Para Holland, “a gente vai ter um Lula 3 muito parecido com Dilma 1, que foi um período em que, em certo momento, já havia a necessidade de ajuste fiscal”. Samuel Pessoa é ainda mais pessimista: “É um cenário muito parecido com o governo Dilma 2″ – aquele em que o Brasil mergulhou na recessão. Mas Pessoa considera que a desorganização da economia não começou com Dilma, e sim com o próprio Lula em seu segundo mandato. Ou seja, o descuido com o equilíbrio fiscal é uma espécie de marca registrada do lulopetismo, que Dilma apenas acentuou em razão de suas teimosias ideológicas.
A negligência com a política fiscal se traduz na escalada do endividamento público a um ritmo que impressiona, devendo chegar a até 82% do PIB em 2026, um nível de comprometimento muito superior ao dos países emergentes. Tudo isso num cenário de juros altos e sem uma arrecadação que garanta solvência. Caso a projeção se confirme, o governo Lula da Silva deixará como saldo um aumento de 14 pontos porcentuais do PIB para a dívida. “E não conseguimos enxergar nenhum processo de estabilização, de reversão dessa tendência”, afirma Pessoa.
Não foi à toa, portanto, que a avaliação otimista da Moody’s surpreendeu todo o mercado. “A Moody’s deu um voto de confiança muito grande ao governo”, disse ao Valor Mansueto Almeida, economista-chefe do BTG-Pactual e que de 2016 a 2020 ocupou as secretarias de Acompanhamento Econômico e do Tesouro Nacional. Mansueto pôs em dúvida a capacidade do governo de tomar medidas para fortalecer o arcabouço fiscal, de modo a conquistar o desejado grau de investimento, como recomendou a Moody’s. “É uma incerteza. Já há acordo político? Qual a concordância, na base do governo, com essas medidas, e quais são elas? A gente escuta da área econômica que há, sim, um esforço e que, possivelmente, serão apresentadas medidas para mudar a dinâmica do gasto obrigatório, mas ninguém sabe quais são essas medidas.”

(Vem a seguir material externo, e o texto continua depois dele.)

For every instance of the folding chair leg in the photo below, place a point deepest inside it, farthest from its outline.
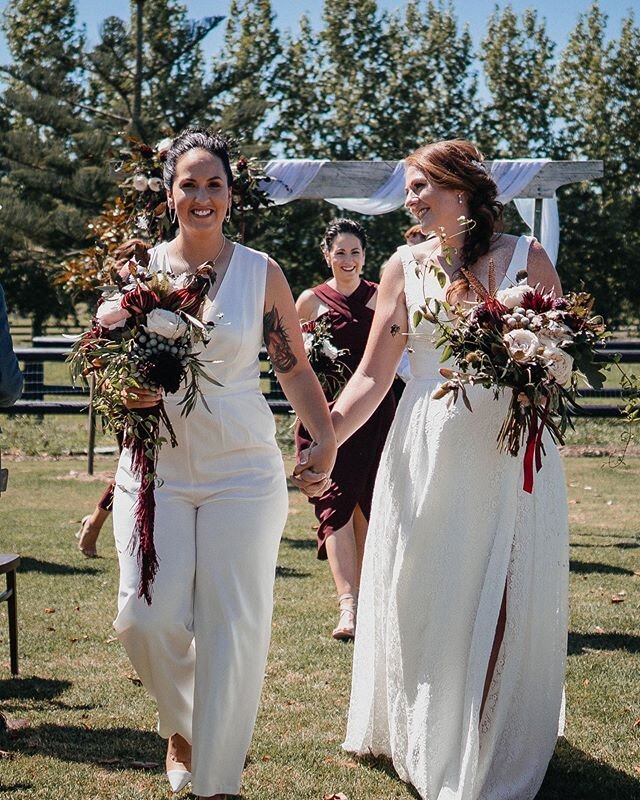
(12, 609)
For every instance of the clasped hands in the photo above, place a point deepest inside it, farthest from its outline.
(312, 473)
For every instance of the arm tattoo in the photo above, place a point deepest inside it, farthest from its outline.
(276, 340)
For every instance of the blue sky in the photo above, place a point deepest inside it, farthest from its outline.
(561, 15)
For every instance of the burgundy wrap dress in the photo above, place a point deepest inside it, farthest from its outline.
(354, 474)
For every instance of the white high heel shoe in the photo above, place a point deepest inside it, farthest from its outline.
(178, 779)
(178, 774)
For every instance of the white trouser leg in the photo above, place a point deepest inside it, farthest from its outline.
(237, 545)
(159, 638)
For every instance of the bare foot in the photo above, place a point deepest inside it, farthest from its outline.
(87, 537)
(178, 753)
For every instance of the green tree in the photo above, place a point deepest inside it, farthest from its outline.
(51, 181)
(298, 103)
(518, 60)
(64, 106)
(429, 89)
(597, 91)
(252, 47)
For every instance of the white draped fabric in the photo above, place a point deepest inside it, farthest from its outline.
(289, 178)
(511, 177)
(292, 176)
(387, 198)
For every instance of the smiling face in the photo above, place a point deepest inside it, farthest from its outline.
(432, 205)
(345, 257)
(200, 192)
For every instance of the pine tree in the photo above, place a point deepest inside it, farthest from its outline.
(50, 159)
(67, 106)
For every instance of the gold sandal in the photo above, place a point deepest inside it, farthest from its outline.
(346, 627)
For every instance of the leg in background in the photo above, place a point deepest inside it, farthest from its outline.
(342, 554)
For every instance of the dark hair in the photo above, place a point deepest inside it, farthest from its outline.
(338, 226)
(192, 139)
(457, 164)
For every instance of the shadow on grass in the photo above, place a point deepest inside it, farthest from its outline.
(384, 765)
(11, 788)
(300, 544)
(50, 568)
(110, 748)
(579, 642)
(597, 566)
(574, 774)
(289, 572)
(571, 774)
(33, 688)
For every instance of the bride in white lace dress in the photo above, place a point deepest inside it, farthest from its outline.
(462, 616)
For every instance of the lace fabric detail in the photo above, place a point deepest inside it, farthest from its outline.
(450, 525)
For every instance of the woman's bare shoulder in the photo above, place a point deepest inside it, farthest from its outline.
(308, 304)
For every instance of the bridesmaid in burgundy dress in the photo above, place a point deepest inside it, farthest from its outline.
(347, 301)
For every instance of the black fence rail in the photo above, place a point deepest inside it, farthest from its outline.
(40, 397)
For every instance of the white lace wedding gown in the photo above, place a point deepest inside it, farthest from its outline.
(450, 524)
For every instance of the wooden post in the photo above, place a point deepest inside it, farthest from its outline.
(92, 427)
(537, 219)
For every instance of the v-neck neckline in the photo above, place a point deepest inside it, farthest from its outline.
(223, 280)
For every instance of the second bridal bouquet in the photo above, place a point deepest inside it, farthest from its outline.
(526, 342)
(144, 336)
(324, 356)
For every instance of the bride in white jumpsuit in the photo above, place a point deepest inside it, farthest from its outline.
(200, 648)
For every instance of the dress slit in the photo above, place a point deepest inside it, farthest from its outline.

Assim, é compreensível o comedimento do ministro da Fazenda, Fernando Haddad, que, em vez de comemorações efusivas, preferiu aproveitar a deixa para pedir ao “governo como um todo” – Lula inclusive – que leve a sério a necessidade de equilíbrio fiscal. O que se tem visto até aqui, no entanto, é uma batalha quase solitária de Haddad e sua equipe para fechar as contas. O problema é que, num governo notoriamente gastador, sobrou para o ministro basear seu esforço na arrecadação – mas esse espaço, politicamente, já acabou.